Le décret n° 2025-352 du 17 avril 2025 modifiant les conditions de recrutement et de formation des corps enseignants, du personnel d'éducation et des maîtres de l'enseignement privé sous contrat du ministère chargé de l'éducation nationale fixe les conditions de formation des lauréats au concours.

Les lauréats des concours externes ayant précédemment validé une première année de master ou titulaires d'un titre ou diplôme reconnu équivalent par le ministre chargé de l'éducation pourront, si leur formation antérieure est jugée suffisamment en adéquation avec les fonctions qu'ils ont vocation à exercer, être dispensés, dans des conditions prévues par arrêté des ministres chargés de l'éducation nationale, de l'enseignement supérieur et de la fonction publique, de la première année de formation.

Ils bénéficieront donc d'une formation d'une seule année en qualité de fonctionnaire stagiaire, qui sera adaptée selon leur parcours universitaire et professionnel antérieur. La titularisation interviendra à l'issue de la formation à la condition d'être titulaire du master.

Source : ministère de l'éducation nationale - documents budgétaires

La commission salue la reprise dans le cadre de cette réforme de deux de ses recommandations :

Ø une présence renforcée parmi les formateurs de professionnels du terrain exerçant dans l'enseignement scolaire. Il est ainsi prévu que 50 % du volume horaire de la formation en master soient assurés par ces professionnels ;

Ø le développement de la formation continuée : le ministère travaille sur la définition d'un nouveau référentiel de formation des enseignants allant de la licence aux trois années suivant la titularisation. Celui-ci pose le principe d'un développement progressif des compétences professionnelles des enseignants dans un continuum de huit ans. Ce référentiel est en cours d'élaboration.

· La nouvelle licence de professorat des écoles (LPE)

En complément de la modification de la place du concours, une nouvelle licence de professorat des écoles est créée à partir de la rentrée 2026.

La commission salue cette nouvelle voie de formation qui répond à une carence actuelle du parcours préparant aux concours de professeur du premier degré : proposer une licence pluridisciplinaire correspondant à la polyvalence attendu d'un enseignant du premier degré.
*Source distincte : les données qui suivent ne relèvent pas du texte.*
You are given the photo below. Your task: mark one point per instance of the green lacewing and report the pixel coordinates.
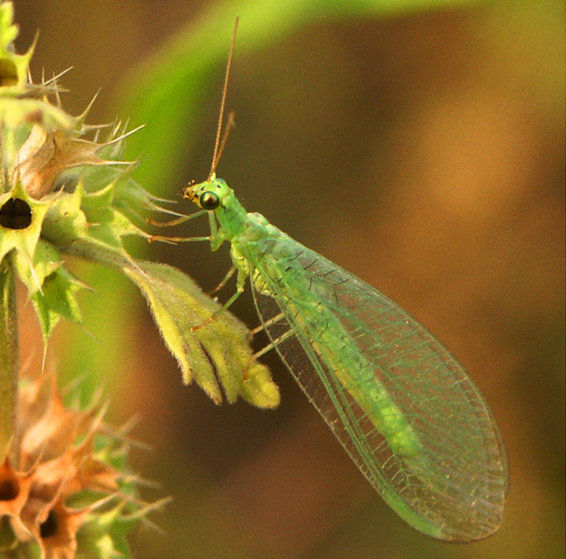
(399, 403)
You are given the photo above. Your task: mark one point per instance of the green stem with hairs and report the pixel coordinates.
(8, 358)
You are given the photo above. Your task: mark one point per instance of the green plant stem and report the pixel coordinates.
(8, 358)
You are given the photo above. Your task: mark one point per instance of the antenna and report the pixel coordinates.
(218, 145)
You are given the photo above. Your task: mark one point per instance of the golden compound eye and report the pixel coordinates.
(209, 201)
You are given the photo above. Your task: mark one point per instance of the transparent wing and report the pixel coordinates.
(399, 403)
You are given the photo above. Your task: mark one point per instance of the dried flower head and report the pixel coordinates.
(64, 488)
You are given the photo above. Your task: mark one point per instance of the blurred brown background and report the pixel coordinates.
(425, 154)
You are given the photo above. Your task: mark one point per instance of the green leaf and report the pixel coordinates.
(221, 347)
(57, 300)
(167, 92)
(217, 355)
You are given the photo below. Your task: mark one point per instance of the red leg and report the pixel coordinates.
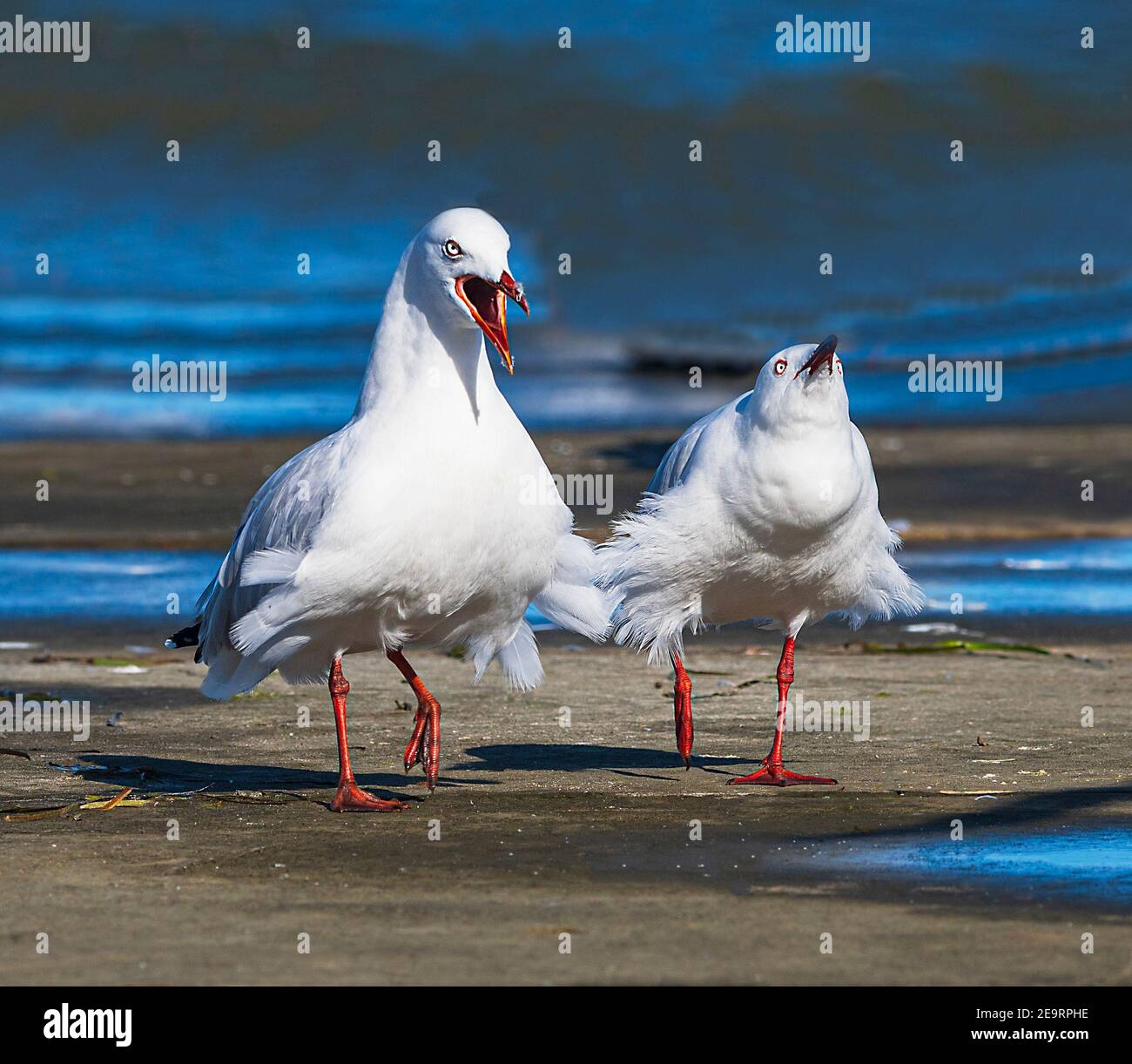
(425, 743)
(350, 796)
(773, 773)
(682, 706)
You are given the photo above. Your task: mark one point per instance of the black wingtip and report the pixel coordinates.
(188, 636)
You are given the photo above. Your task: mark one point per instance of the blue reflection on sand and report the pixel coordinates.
(1095, 861)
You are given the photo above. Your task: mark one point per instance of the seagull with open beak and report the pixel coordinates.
(765, 509)
(429, 520)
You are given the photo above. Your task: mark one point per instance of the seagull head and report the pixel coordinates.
(464, 253)
(803, 385)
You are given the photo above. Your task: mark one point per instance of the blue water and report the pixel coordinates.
(1056, 578)
(1094, 861)
(580, 152)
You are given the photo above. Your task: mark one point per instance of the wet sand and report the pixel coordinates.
(546, 830)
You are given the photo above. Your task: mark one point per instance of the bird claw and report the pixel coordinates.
(776, 776)
(351, 798)
(423, 746)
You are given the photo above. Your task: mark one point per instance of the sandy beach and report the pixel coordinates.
(585, 830)
(544, 830)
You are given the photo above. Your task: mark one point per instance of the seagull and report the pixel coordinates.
(428, 521)
(766, 508)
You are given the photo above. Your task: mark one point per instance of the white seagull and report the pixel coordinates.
(429, 520)
(766, 508)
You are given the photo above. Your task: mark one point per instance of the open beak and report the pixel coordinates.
(822, 355)
(487, 300)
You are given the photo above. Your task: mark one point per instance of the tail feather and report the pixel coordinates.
(570, 600)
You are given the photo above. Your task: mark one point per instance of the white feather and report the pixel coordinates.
(765, 509)
(423, 522)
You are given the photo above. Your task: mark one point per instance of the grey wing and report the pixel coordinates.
(675, 464)
(280, 521)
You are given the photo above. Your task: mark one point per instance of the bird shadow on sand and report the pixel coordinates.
(176, 777)
(573, 758)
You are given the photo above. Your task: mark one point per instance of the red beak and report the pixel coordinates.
(822, 355)
(487, 300)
Interrogé lors des travaux de la commission en 2024, Guillaume Gellé, Président de France Universités avait souligné que « ce parcours de formation construit en cinq ans permet de sortir de l'illusion que l'on peut former un enseignant en deux ans » 3(*).

Selon les informations transmises au rapporteur, les deux tiers des enseignements seront consacrés à la maîtrise des savoirs à enseigner (notamment le français et les mathématiques) et à la spécificité de leur enseignement en primaire.

Par ailleurs, cette nouvelle licence prévoit a minima dix semaines de stage, dont au moins six semaines en milieu scolaire et au moins une semaine continue de stage en école primaire à la fin du premier semestre.

La commission souligne le caractère essentiel de ces confrontations des étudiants le plus tôt possible aux réalités de la profession d'enseignants pour les confirmer dans leurs parcours ou, le cas échéant, pouvoir accompagner leur réorientation. Elle rappelle un chiffre présenté par le SNUIPP-FSU à l'occasion des travaux de la commission précédemment évoqués sur cette réforme : 29,5 % des professeurs des écoles lauréats du concours n'ont jamais réalisé de stage avant leur prise de poste.


* 2 Formation initiale et continuée des professeurs : au-delà des effets d'annonce, bâtir sur la durée une formation de qualité fondée sur la simultanéité des apprentissages académiques et des pratiques professionnelles, rapport n°683 de Mme Annick Billon et M. Max Brisson, session 2023-2024.

* 3 Formation initiale et continuée des professeurs : au-delà des effets d'annonce, bâtir sur la durée une formation de qualité fondée sur la simultanéité des apprentissages académiques et des pratiques professionnelles, rapport n°683 de Mme Annick Billon et M. Max Brisson, session 2023-2024.